Covid-19: WHO officials secretly complains against China’s hesitation to provide information to curb the spread

In a dramatic turn around, it has been reported that WHO was frustrated on China’s hesitation to provide sufficient information about coronavirus. Over the significant delays by China to provide information they needed, considerable frustration was prevailing among WHO officials,The Associated Press has reported.

New revelation seems to be a twist in the story in the background of  World Health Organization’s stand, which has been blocking darts hurled at them over the mishandling of the virus and their publicly accepted stand of praising China for their  speedy response to the new coronavirus.  It often appreciated the Chinese government for sharing the genetic map of the virus “immediately,” and said its work and commitment to transparency were “very impressive, and beyond words.”

In fact China delayed releasing the genetic map, or genome, of the virus for more than a week after three different government labs had fully decoded the information. Tight controls on information and competition within the Chinese public health system were to blame, according to dozens of interviews and internal documents done by A.P.

Chinese government labs only released the genome after another lab published it ahead of authorities on a virologist website on Jan. 11. Even then, China stalled for at least two weeks more on providing WHO with detailed data on patients and cases, according to recordings of internal meetings held by the U.N. health agency through January — all at a time when the outbreak arguably might have been dramatically slowed, the report said.

It was for urging China to provide more information, that WHO officials had praised them, but nevertheless secretly WHO officials complained that China had not been sharing adequate data to evaluate how the virus spread between human to human and what would be the risk to the rest of the world. AP report said pronouncing the recordings they received from WHO. They also accused that China was costing the time in this regard.

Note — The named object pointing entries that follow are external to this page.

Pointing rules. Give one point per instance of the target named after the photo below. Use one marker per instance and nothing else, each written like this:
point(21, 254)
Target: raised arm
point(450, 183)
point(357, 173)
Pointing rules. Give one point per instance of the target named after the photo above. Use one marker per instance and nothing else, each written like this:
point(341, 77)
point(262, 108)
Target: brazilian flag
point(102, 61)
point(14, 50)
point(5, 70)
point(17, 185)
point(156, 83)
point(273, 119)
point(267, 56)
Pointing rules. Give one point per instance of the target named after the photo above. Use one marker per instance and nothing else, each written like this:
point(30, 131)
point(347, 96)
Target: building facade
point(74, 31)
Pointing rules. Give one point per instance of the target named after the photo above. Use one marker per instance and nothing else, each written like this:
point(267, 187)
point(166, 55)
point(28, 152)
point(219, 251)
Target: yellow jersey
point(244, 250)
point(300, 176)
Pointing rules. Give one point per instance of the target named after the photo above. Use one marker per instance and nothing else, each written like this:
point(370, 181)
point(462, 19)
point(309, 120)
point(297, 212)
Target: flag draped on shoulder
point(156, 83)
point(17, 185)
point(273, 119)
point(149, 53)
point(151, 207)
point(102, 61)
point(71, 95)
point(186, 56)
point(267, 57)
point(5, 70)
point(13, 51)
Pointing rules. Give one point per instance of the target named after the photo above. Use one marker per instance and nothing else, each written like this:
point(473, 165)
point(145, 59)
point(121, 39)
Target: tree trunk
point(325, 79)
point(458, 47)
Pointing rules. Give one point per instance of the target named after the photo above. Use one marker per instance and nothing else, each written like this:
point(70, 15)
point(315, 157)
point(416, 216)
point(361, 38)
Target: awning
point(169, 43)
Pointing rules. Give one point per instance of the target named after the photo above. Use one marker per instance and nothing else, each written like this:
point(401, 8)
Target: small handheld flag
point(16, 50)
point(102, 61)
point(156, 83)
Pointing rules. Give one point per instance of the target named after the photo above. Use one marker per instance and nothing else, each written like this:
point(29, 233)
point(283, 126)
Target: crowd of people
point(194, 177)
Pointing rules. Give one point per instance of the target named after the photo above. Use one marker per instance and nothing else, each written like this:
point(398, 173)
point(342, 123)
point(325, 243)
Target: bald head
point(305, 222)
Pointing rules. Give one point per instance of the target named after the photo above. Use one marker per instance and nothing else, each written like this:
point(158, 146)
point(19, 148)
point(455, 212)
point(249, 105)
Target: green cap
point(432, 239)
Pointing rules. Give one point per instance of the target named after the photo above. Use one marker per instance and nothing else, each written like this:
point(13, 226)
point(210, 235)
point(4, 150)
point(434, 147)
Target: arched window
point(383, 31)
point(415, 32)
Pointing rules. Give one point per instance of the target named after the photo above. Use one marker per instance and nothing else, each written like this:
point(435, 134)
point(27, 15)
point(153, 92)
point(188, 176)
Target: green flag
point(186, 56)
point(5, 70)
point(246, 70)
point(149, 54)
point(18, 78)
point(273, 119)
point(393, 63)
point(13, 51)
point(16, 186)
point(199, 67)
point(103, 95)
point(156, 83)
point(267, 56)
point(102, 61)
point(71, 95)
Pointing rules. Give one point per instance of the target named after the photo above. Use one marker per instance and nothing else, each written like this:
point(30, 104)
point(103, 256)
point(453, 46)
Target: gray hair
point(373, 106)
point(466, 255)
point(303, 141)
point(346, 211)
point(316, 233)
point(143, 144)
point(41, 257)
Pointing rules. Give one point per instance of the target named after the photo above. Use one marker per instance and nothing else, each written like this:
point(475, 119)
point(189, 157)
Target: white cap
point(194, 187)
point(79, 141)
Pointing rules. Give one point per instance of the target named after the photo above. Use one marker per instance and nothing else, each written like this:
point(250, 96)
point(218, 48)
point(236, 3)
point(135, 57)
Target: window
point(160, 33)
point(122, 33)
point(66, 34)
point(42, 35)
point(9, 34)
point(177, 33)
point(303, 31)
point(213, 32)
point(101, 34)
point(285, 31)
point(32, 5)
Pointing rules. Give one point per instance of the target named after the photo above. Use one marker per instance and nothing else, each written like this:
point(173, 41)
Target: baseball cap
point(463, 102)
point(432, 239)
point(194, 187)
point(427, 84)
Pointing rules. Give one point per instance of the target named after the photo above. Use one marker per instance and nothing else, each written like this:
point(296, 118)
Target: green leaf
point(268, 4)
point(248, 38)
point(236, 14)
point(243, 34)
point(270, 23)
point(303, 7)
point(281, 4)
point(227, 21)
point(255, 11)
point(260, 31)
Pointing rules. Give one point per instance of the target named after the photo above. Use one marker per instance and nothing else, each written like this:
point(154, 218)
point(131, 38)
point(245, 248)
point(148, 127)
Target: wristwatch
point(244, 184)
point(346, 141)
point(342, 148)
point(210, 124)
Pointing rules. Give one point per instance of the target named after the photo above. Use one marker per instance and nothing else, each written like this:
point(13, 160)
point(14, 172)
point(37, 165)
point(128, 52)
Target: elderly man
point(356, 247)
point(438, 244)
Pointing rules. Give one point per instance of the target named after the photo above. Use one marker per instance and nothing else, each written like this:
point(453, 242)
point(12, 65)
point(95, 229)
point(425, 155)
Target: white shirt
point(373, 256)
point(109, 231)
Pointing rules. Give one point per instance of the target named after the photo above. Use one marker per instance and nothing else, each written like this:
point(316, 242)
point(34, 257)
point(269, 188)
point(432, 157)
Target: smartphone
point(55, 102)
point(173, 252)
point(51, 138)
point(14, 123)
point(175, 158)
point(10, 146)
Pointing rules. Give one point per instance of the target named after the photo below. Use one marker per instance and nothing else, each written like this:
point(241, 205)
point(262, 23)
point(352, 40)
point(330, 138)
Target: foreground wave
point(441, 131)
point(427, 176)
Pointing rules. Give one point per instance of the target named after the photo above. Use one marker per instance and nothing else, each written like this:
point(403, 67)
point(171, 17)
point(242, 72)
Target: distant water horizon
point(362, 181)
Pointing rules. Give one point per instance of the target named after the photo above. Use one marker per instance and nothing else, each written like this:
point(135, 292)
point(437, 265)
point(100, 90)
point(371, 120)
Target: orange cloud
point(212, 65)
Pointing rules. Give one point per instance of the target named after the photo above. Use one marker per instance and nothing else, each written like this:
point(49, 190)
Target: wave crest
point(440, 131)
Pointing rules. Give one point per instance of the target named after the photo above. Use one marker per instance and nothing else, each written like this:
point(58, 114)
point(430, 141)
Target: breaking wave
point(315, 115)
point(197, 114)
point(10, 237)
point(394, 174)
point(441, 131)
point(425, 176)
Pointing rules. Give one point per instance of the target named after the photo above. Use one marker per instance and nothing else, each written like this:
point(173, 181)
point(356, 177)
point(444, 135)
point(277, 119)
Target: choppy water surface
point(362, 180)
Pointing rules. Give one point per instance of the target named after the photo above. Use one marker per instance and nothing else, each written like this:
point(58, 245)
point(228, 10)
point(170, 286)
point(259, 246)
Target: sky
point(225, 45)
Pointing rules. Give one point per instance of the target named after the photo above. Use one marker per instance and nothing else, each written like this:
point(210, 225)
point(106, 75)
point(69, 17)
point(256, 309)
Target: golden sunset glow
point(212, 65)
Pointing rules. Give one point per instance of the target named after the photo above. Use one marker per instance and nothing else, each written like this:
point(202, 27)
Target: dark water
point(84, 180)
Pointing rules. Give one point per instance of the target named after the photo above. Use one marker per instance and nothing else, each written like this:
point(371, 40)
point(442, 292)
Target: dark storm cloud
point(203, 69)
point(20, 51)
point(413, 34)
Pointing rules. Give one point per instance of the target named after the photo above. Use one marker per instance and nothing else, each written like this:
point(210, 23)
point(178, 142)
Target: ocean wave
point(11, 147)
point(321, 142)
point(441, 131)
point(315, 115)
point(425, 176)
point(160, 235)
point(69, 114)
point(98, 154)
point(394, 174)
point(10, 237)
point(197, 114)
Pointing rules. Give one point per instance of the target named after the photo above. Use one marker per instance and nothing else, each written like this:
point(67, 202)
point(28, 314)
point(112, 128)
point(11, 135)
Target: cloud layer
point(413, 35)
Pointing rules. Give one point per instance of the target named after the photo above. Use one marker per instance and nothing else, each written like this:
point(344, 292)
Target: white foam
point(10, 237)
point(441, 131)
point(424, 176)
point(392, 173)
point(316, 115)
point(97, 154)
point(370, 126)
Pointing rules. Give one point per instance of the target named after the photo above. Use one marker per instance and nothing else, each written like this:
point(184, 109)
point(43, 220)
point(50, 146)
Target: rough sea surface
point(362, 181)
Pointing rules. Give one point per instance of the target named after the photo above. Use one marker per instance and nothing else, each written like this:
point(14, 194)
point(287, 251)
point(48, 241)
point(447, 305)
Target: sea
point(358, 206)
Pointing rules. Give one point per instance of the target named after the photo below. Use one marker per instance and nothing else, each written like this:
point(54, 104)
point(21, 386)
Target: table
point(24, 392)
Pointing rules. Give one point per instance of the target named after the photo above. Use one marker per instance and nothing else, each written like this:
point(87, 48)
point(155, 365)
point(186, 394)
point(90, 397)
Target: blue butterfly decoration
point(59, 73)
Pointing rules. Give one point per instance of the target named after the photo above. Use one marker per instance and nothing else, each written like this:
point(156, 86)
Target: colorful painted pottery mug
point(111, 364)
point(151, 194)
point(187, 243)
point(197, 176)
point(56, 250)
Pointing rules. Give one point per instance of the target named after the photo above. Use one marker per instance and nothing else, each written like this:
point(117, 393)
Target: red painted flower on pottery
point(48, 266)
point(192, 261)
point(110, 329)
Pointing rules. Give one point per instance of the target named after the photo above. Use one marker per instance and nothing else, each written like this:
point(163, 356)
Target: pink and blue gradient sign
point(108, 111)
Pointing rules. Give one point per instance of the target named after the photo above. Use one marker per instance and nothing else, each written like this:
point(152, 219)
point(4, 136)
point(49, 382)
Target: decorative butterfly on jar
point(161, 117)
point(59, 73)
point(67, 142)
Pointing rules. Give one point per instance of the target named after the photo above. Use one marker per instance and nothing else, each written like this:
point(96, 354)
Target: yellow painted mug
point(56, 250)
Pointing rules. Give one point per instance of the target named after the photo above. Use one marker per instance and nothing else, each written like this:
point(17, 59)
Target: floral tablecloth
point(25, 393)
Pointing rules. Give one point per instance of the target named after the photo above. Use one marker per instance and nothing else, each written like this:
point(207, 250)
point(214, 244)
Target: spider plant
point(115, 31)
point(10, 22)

“We’re going on very minimal information,” said American epidemiologist Maria Van Kerkhove, now WHO’s technical lead for COVID-19, in one internal meeting. “It’s clearly not enough for you to do proper planning.”

“We’re currently at the stage where yes, they’re giving it to us 15 minutes before it appears on CCTV,” said WHO’s top official in China, Dr. Gauden Galea, referring to the state-owned China Central Television, in another meeting, the report said.

According to report the new information does not endorse the claims of either the U.S. or China, but instead narrates an agency now stuck in the middle that was urgently trying to request more data despite limits to its own authority. Although international law obliges countries to report information to WHO that could have an impact on public health, the U.N. agency has no enforcement powers and cannot independently investigate epidemics within countries. Instead, it must rely on the cooperation of member states.

The recordings received by A.P propose that instead of speaking with China, as Trump declared, WHO was kept in the dark as China gave it the minimal information required by law.